For the past eight years, world premiere sleight-of-hand artist, Simon Lovell, has been winning over audiences at the SoHo Playhouse with New York City's longest running one-man show, "Simon Lovell's Strange and Unusual Hobbies". Author of at least sixteen books, esteemed recipient of the 2009 Merlin Award (like an "Oscar," "Tony" or "Emmy" for Magicians), and self-proclaimed con-artist, Lovell is also known for acting, writing and consulting on TV shows and movies, such as USA Network's "White Collar".
Lovell, who learned his first magic trick when he was four years old, amazes with impossible card tricks and other close-up magic, and his witty British charm adds a special flair to his "shindigs" at the Playhouse. He has mastered a one-handed shuffle and four-way card cut, and impresses when he asks six different audience members to secretly chose cards from his deck, building suspense as he finds each and every card after it has been mixed back in. He may even teach you ways to cheat your friends and become a "grifter" (aka con-person) yourself!

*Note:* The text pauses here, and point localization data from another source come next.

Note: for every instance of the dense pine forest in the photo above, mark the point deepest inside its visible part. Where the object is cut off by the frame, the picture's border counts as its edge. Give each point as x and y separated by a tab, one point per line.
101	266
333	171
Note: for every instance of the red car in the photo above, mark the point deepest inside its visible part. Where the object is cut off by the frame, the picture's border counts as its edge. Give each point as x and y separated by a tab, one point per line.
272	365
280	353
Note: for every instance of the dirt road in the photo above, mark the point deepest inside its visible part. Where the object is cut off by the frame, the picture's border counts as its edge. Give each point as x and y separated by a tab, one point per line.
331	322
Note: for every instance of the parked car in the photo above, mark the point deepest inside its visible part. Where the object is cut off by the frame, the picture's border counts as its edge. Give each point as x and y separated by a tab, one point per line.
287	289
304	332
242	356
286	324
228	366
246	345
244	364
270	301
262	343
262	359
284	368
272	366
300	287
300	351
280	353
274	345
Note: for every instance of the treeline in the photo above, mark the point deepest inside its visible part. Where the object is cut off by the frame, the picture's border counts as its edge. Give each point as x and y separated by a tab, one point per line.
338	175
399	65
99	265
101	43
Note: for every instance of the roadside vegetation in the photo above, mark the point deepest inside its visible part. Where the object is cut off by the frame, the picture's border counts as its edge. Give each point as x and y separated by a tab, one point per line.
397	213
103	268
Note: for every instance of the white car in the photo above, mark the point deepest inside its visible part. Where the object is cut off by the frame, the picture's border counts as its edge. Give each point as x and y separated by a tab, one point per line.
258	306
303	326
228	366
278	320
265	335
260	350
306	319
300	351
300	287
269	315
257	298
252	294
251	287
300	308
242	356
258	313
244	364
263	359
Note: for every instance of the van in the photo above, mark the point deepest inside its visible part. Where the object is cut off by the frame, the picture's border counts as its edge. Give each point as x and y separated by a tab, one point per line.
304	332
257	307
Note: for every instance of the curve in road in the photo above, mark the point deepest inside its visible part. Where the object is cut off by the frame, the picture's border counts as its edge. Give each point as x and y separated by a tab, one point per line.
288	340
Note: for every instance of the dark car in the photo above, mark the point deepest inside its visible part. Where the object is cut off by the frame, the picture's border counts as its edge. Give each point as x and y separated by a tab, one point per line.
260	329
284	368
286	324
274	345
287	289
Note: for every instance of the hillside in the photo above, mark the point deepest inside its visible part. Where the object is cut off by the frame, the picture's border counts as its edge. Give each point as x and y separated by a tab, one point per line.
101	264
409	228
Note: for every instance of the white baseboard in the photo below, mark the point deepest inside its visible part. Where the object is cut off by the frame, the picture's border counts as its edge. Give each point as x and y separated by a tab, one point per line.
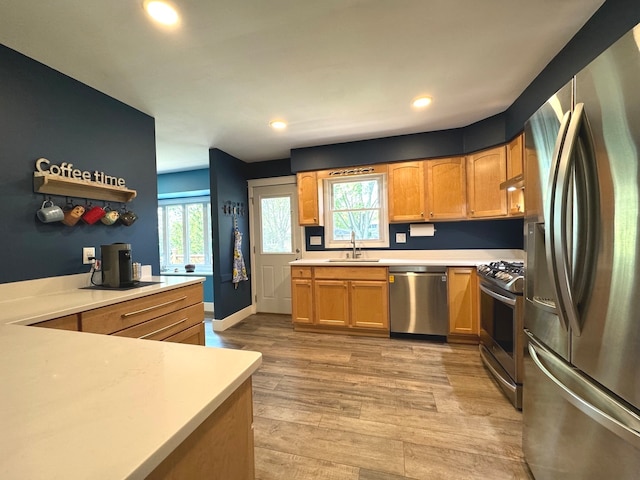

Perhaps the most intriguing part of Lovell's show is the sassy way in which he performs his tricks, encouraging audience participation and essentially posing many of his "tricks" like riddles -- you'll have that "aha" moment when he's done, but you never saw it coming. Though the "Strange and Unusual Hobbies" show typically runs 70 minutes, don't expect to be bombarded by magic the entire time, as much of the show comes down to outrageous props and perfect comedic timing.
Lovell's show takes places in a sleek downstairs lounge at the Playhouse, The Huron Club, offering a full bar and seating for about 40 people. Despite playing every Saturday night at 6:00 p.m., the show consistently sells out, so purchase tickets in advance, and get there early to ensure a seat right up front, where Lovell will be most likely to force you to interact with him during the show.